Three steps to help secure your finances in 2022
As we launch into the new year, here are three steps investors can consider to help improve their financial health in 2022.
1) Take note of increased retirement contribution limits
For those utilizing 401(k), 403(b), and most 457 retirement plans, you can now elect to contribute employee deferrals of $20,500 in 2022 [1], up from $19,500 in 2021. The total limit for employer and employee contributions to 401(k) and 403(b) plans, which include company match and after-tax contributions, will increase to $61,000 in 2022, up from $58,000 in 2021.
If you're looking to contribute the maximum, check with your benefits provider and make sure the appropriate percentages are withdrawn from your paycheck so your money can compound earlier.
For employers offering both Roth 401(k) and traditional 401(k) options, consider weighing towards one plan based on your current versus expected future tax brackets. For example, younger employees in lower tax brackets may benefit from skewing contributions towards the Roth 401(k) and switching over towards the traditional 401(k) later on.

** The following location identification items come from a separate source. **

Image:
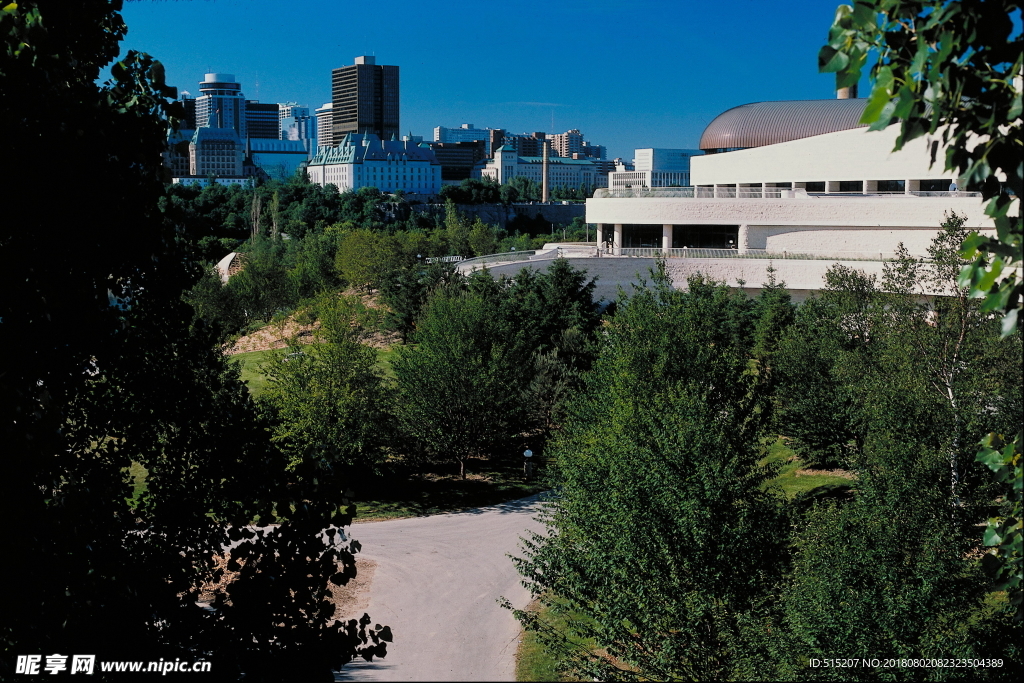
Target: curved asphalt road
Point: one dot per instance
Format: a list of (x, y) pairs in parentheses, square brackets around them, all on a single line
[(436, 585)]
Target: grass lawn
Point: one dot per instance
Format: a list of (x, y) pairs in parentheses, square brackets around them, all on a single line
[(795, 477), (536, 663), (416, 495), (532, 660), (252, 376)]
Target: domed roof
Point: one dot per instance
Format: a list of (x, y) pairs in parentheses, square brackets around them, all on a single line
[(759, 124)]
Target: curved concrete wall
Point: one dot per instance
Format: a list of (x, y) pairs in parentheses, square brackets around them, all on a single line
[(847, 155)]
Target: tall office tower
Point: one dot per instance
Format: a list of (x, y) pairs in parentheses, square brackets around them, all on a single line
[(496, 138), (366, 99), (325, 125), (567, 143), (221, 103), (189, 103), (261, 120), (294, 123), (595, 151), (466, 133), (527, 145)]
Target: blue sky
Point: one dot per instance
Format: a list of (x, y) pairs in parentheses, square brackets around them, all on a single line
[(628, 74)]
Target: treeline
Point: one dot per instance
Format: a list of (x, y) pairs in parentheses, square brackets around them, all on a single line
[(493, 364), (279, 273), (222, 217), (670, 550), (486, 190)]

2) Watch out for excess cash
As per our recent contribution in the Wall Street Journal, Americans are holding an astonishing $1.6 trillion in "excess savings" [2]. At the same time, market valuations remain high after a strong 2021, with the S&P 500 returning 26.9% for the year. Overall, investors feel paralyzed as they may be holding extra cash out of fear of dipping in this expensive and potentially more volatile environment.
While holding cash may feel safe in the short term, it causes a drag on returns while also losing purchasing power, particularly with inflation recently running at its highest level since 1982 [3]. So by definition, each dollar kept under the proverbial (or literal!) mattress is losing value each year due to rising costs for things like groceries, rent, restaurants, and gasoline.

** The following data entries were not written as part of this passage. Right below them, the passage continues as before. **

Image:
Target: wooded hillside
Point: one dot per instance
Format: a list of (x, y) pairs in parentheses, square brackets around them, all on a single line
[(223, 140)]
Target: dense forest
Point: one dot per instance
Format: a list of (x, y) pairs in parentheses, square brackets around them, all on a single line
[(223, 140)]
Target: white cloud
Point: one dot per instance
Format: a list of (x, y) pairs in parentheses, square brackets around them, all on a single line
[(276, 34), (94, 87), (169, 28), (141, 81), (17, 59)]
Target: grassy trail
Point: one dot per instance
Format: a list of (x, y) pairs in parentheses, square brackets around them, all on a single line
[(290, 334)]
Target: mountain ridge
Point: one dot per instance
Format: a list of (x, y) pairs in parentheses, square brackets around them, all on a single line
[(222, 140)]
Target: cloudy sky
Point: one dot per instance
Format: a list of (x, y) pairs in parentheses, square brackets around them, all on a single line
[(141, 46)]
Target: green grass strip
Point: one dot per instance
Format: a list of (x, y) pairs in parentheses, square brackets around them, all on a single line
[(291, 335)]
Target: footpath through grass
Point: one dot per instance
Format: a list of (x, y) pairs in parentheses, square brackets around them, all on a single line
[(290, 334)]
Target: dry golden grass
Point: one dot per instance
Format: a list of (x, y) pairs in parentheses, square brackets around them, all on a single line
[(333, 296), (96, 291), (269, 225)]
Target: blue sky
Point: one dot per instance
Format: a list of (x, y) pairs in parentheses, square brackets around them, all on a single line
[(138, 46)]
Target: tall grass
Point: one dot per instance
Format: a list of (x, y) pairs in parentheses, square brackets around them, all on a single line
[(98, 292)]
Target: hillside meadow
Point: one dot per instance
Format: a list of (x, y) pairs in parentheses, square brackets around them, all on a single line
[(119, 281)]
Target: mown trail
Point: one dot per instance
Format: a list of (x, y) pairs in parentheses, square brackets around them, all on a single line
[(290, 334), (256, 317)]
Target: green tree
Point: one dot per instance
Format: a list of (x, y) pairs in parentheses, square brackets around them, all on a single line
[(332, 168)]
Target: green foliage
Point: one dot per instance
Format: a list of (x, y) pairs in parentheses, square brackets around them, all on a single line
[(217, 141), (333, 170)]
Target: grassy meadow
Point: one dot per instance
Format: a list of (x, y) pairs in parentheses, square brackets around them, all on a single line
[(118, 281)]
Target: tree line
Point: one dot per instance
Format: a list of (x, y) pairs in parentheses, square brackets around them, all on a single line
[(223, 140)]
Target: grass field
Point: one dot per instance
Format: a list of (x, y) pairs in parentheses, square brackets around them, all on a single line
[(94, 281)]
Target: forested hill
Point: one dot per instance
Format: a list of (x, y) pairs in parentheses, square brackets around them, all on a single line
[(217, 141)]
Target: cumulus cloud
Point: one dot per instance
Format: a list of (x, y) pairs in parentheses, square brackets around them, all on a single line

While investors may be apprehensive about investing in today's markets, it's important to have a clear plan for the long term.

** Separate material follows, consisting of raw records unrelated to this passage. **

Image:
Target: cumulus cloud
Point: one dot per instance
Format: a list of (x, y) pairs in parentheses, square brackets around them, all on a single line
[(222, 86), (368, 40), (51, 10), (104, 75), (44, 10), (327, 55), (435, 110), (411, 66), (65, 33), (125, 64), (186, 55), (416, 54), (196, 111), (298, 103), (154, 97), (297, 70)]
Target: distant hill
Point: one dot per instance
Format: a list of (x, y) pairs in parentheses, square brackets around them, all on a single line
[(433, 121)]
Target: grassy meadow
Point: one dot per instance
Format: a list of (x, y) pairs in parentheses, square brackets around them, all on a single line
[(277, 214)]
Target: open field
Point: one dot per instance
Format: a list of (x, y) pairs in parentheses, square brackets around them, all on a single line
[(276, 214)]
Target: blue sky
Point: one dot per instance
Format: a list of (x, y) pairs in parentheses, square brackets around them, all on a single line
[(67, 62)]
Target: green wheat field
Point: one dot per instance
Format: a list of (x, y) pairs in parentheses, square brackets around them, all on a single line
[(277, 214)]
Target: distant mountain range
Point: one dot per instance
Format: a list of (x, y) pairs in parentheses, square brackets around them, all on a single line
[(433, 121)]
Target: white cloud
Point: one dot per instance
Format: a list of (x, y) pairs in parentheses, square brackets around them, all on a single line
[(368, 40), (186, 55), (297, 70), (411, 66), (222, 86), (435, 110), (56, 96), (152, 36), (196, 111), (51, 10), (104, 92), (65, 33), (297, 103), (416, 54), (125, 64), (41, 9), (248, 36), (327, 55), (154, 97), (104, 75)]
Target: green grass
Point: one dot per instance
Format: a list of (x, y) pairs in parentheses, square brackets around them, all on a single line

By setting aside the right amount of cash towards what's needed for emergency funds and short term goals, investors can more comfortably allocate their remaining funds in a long term diversified portfolio.
Working with a fiduciary advisor can help quantify the right amount of cash to set aside and design a portfolio that’s tailored to meet your objectives.
3) Prepare for rising rates
With supply chain issues and labor shortages putting consistent pressure on inflation, it may be prudent to prepare for a higher interest rate environment.
Indeed, there are three rate increases expected in 2022 from the current 0-0.25% target [4], which can drive heightened market volatility in the near term. Investors allocated heavily in tech may have noticed the sector's underperformance year to date (as of January 2022), given the sector is typically more sensitive to higher interest rates.
While it is difficult to fully predict where interest rates will ultimately end up, building a portfolio that can withstand different economic conditions is paramount for long term success.
For example, having an allocation to real assets and floating rate fixed income can help counter the forces of inflation and rising rates, while also adding diversification to portfolios.
Additionally, shorter duration bonds may provide further insulation given that longer maturity fixed income investments are generally more sensitive to rate changes.
The Series I US savings bond is another option to consider as it provides a way to put cash aside that adjusts with inflation, which we wrote about here.
[1] IRS, Retirement Topics - 401(k) and Profit-Sharing Plan Contribution Limits
[2] Wall Street Journal, ‘People Want to Start Spending Again and Inflation Is Ruining It’ (Jan 2022)
[3] Bureau of Economic Analysis, Personal Income and Outlays. (Nov 2021)
[4] Federal Reserve Summary of Economic Projections (Dec 2021)
Disclaimer: The article is for informational purposes only and is not intended to be used as a general guide to investing or financial planning, or as a source of any specific recommendations, and makes no implied or express recommendations concerning the manner in which any individual’s investments or assets should or would be handled, as appropriate strategies depend upon each individual’s specific objectives. Opinions expressed in this article are current opinions, which are not reliable as fact, as of the date appearing in this article only and are subject to change. For a comprehensive review of your personal situation, please consult with a financial or tax advisor.